I have a question in my project. I do not know whether I need to work netbeans or not. My work is about library book of recommendation systems . that as input I need book Classification ontology . in my ontology classify library books. this classification has 14 categories, beside the sibling classes Author, book, Isbn. Individuals in book class are book’s subject(about 600 subjects) , and individuals in author class are name’s author and also isbn class.

also I collected and Have got in part of belong book to categories manually. That a object properties is name “hasSubject” related individual book class with categories. Example book “A” hasSubject Categories “S” and “F” and…. But as a finally result I want to apply this formula:

sim(x,y)=(C1,1)/(C1,0+ C0,1+ C1,1)

where C1,1 represents the number of categories that book “X” and book”Y” belongs it.(they) and C1,0 represents the number of categories that book “X” belongs them but book “Y” does not belong them. And C0,1 represents the number of categories that book “y” belongs them but book “x” does not belong them. Finally Similarity is obtained between two book (“A”and”B”) . no again apply this formula to book”A” and book”C” and so on. Until Similarity is obtained between all books. Now Your opinion this work done by netbeans or sparql in protégé?

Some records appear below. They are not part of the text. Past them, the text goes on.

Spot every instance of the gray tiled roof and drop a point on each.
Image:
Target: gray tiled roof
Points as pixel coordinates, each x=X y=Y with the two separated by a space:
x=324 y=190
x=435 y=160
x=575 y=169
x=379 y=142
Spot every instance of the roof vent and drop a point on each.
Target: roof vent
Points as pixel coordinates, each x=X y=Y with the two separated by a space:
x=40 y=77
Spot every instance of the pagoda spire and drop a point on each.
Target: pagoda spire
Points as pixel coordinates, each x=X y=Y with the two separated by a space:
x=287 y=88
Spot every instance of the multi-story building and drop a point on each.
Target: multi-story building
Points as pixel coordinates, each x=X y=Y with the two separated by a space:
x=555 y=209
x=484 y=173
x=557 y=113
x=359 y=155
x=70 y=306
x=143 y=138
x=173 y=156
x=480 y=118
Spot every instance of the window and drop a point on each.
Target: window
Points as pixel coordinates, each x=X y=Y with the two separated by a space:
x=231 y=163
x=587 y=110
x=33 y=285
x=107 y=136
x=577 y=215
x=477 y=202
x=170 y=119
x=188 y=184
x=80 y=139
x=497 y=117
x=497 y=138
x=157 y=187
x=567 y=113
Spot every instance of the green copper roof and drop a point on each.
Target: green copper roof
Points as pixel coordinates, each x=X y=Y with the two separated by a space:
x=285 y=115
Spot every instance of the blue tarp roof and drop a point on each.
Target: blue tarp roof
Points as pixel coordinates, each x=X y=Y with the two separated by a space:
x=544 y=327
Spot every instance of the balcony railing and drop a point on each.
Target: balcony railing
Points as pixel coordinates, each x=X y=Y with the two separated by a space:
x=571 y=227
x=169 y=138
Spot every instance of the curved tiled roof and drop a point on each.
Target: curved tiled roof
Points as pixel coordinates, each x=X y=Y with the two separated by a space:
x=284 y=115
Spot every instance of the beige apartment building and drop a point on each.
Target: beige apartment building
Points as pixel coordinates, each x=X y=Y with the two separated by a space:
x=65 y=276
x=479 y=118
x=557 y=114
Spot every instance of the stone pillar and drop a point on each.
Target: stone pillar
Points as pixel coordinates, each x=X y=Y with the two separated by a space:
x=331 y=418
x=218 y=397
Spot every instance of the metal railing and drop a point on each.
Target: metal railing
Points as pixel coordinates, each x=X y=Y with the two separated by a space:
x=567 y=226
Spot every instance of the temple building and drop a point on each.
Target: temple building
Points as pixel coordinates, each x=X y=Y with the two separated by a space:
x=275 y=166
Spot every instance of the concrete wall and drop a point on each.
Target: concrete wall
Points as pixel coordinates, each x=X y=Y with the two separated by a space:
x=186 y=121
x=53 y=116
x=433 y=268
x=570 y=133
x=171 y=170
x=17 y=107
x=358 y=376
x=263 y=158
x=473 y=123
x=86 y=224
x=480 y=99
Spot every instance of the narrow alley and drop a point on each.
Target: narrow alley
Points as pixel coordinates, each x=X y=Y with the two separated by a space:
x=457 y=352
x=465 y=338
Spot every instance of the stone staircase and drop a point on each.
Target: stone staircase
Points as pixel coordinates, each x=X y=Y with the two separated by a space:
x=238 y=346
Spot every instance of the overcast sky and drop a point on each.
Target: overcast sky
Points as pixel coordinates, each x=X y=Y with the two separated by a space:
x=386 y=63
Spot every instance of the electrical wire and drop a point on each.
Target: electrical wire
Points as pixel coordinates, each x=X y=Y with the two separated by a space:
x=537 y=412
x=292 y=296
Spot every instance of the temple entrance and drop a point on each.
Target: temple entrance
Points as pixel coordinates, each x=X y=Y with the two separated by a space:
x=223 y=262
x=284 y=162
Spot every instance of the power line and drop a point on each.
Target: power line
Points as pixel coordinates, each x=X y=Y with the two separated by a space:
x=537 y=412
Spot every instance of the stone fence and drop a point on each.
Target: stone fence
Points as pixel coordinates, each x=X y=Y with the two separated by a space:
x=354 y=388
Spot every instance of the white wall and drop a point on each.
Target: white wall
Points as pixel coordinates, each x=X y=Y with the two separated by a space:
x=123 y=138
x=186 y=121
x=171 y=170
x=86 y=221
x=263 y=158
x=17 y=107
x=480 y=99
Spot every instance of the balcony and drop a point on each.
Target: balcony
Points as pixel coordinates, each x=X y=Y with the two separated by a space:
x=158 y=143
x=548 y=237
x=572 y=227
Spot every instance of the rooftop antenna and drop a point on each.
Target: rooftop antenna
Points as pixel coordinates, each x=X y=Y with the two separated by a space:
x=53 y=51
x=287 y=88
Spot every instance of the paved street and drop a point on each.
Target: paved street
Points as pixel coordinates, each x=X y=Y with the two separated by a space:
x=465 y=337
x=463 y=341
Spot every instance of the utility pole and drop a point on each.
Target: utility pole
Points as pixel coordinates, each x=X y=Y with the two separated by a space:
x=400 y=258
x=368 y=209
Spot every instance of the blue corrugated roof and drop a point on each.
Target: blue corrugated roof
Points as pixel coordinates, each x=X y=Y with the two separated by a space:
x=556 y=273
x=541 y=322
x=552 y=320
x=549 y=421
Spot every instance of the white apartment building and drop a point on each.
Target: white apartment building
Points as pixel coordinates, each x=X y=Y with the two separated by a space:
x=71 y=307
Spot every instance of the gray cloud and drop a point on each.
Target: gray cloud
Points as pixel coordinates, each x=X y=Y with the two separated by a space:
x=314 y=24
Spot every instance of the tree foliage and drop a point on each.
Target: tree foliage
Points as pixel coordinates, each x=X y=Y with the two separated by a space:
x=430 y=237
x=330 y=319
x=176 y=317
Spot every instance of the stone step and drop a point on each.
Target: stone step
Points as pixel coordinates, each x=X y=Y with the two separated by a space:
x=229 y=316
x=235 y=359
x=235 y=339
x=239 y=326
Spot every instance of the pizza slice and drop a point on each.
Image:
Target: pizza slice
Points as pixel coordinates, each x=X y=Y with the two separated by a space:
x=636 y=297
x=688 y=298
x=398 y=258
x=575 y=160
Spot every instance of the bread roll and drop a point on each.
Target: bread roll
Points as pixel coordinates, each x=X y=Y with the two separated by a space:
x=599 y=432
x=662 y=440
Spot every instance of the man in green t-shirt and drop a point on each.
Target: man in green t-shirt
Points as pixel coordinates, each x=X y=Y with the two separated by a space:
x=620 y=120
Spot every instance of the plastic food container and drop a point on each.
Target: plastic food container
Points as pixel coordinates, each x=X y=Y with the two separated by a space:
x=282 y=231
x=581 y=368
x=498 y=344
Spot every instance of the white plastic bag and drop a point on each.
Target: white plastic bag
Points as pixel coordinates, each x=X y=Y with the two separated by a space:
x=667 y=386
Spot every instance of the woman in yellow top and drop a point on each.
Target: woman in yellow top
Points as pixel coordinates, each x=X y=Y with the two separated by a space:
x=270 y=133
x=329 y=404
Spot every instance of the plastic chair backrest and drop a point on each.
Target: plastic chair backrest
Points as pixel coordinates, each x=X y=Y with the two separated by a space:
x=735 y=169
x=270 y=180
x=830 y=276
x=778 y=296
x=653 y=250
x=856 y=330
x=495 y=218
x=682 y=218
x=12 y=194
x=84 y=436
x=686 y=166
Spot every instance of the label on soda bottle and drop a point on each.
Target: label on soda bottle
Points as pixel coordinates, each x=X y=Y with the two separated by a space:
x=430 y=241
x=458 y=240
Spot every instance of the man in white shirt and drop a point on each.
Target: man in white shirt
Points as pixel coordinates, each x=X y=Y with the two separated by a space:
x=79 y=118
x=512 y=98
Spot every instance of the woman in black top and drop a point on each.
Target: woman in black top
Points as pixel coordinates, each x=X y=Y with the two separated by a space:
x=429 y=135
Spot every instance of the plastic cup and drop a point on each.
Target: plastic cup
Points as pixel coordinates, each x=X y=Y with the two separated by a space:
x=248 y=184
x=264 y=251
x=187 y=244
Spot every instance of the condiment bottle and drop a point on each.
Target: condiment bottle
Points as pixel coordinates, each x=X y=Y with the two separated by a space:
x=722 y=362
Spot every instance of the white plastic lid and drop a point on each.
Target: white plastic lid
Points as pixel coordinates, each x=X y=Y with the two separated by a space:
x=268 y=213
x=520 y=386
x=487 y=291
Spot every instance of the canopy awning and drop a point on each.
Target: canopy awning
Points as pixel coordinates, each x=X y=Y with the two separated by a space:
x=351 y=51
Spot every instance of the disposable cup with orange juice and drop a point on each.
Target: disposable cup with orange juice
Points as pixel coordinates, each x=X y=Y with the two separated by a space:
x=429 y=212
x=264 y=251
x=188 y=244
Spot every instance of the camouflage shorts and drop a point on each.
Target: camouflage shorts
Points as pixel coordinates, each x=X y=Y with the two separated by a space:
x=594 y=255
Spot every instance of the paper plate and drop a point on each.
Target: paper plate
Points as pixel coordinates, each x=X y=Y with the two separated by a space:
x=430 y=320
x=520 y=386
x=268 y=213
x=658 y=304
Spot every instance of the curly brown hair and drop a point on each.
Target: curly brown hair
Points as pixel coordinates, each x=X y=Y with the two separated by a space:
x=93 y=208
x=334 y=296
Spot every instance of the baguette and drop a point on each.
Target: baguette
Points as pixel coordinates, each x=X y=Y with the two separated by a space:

I think that maybe I tell that if I make hasSibinling properties that represented, in every book Compute The group has shared the books with her.( What do you think I am)

You can compute this kind of metric using SPARQL, though it's a bit ugly. Let's assume some data like this:

prefix dcterms: <http://purl.org/dc/terms/>
prefix : <http://example.org/books/>

:book1 a :Book ; dcterms:subject :subject1 , :subject2, :subject3 .
:book2 a :Book ; dcterms:subject :subject2 , :subject3, :subject4 .
:book3 a :Book ; dcterms:subject :subject4 , :subject5 .

There are three books. Books 1 and 2 have two subjects in common, and one each that the other does not have. Books 2 and 3 have one subject in common, but Book 2 has 2 that Book 3 does not have, while Book 3 has only one that Book 2 does not have, Books 1 and 3 have no subjects in common.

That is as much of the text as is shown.